1. Signatures as contracts
DSPy allows us to stop treating the LLM as a chatbot and start treating it as a software component. We define a signature: a typed interface that the model must satisfy. This reduces the surface area for hallucinations.
class SorterSignature(dspy.Signature):
"""Analyze input and determine its type, subject, and topic."""
input = dspy.InputField()
reasoning = dspy.OutputField(desc="Chain of thought")
type = dspy.OutputField(desc="MUST be one of: project, log, entity...")
confidence = dspy.OutputField(desc="Score 0.0-1.0")By replacing fragile prompt tweaking with this compiled signature, we moved from ~70% accuracy to a 100% pass rate on our internal BDD test suite.
2. The safety loop (confidence gates)
In a rigorous system, we acknowledge that probabilistic models will fail. The critical mechanism here is the confidence gate. Any classification with a score below 0.8 is routed to a manual review folder.
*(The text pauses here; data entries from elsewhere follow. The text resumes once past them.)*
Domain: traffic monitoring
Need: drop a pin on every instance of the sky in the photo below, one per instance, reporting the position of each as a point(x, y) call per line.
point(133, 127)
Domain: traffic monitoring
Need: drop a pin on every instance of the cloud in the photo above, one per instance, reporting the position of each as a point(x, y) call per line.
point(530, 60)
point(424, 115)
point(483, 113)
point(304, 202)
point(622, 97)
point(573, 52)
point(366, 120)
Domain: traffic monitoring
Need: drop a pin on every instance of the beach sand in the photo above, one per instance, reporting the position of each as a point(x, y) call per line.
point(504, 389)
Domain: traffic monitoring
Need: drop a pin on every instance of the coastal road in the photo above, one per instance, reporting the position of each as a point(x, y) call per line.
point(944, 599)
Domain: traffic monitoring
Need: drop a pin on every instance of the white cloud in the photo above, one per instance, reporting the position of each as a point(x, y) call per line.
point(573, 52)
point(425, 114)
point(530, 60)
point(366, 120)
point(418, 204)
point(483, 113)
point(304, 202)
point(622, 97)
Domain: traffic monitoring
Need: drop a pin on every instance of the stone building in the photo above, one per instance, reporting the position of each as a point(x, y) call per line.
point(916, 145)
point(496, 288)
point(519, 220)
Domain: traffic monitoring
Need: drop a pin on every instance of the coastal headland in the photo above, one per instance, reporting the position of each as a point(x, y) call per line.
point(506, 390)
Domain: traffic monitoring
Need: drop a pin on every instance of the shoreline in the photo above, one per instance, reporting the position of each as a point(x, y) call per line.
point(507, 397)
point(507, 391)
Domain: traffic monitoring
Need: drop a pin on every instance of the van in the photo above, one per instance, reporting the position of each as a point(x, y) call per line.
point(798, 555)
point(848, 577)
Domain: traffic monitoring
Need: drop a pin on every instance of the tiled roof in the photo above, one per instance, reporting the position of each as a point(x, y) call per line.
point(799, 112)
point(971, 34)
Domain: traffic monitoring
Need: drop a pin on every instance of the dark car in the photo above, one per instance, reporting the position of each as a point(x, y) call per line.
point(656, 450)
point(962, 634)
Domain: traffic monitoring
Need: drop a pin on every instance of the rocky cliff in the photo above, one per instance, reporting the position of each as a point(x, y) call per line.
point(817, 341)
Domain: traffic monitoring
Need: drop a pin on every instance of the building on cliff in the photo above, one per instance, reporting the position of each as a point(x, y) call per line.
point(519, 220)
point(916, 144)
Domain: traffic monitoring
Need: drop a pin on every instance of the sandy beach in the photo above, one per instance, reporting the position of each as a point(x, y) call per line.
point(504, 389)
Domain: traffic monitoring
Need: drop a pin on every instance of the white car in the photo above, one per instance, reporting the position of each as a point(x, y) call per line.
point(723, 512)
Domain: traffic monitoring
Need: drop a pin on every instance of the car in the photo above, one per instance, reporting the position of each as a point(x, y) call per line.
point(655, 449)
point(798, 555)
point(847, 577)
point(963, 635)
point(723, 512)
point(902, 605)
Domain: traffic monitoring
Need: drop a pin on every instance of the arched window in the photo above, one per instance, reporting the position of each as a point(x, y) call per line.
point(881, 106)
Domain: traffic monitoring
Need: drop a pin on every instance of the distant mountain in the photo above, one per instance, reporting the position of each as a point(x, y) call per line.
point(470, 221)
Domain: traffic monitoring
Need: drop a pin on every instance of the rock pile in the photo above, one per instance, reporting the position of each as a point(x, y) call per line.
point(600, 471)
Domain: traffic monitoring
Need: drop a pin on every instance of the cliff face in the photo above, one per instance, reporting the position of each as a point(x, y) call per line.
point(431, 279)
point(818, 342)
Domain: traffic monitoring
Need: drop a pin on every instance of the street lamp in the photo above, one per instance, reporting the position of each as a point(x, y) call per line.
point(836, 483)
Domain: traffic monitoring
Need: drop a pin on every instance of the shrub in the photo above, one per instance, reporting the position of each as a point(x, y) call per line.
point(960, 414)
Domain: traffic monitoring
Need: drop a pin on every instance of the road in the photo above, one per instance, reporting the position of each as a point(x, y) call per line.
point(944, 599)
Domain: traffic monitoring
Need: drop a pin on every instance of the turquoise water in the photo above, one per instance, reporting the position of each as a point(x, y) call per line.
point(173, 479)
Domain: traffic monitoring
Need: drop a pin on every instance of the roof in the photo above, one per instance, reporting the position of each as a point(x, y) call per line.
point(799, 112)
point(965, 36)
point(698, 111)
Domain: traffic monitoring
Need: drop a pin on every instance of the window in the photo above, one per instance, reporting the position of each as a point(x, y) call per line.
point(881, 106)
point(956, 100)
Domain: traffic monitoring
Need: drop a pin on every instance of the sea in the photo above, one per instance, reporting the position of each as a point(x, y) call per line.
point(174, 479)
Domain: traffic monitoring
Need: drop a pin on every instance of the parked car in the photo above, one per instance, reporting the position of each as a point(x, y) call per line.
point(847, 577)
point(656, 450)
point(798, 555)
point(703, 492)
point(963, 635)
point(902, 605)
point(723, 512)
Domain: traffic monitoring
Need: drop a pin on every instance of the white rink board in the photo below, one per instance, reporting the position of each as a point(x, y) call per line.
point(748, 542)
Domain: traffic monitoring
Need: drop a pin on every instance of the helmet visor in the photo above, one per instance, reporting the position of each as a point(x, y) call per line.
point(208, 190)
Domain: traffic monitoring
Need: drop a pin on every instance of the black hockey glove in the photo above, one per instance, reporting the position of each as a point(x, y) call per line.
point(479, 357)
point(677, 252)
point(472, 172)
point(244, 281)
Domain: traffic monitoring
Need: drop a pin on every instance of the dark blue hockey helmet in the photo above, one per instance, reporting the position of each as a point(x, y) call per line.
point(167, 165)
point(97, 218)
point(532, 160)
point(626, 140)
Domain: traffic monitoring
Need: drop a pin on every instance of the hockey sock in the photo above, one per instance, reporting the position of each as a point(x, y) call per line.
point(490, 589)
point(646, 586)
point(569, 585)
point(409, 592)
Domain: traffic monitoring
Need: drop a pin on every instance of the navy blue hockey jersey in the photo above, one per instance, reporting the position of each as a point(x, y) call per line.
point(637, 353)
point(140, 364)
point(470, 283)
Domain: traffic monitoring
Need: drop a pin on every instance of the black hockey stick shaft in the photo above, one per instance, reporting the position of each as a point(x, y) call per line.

This turns a potential AI failure into a simple asynchronous triage task, ensuring that low-confidence guesses never pollute the permanent file structure.
3. The async pattern
Running on a CPU-bound machine results in ~9 seconds of latency per classification. In a synchronous UI, this is a failure. However, by running the system as a background watchdog process, the latency becomes irrelevant. The user captures a thought and returns to their work; the system handles the heavy lifting out of sight, proving that high-end GPUs are not a requirement for agentic workflows.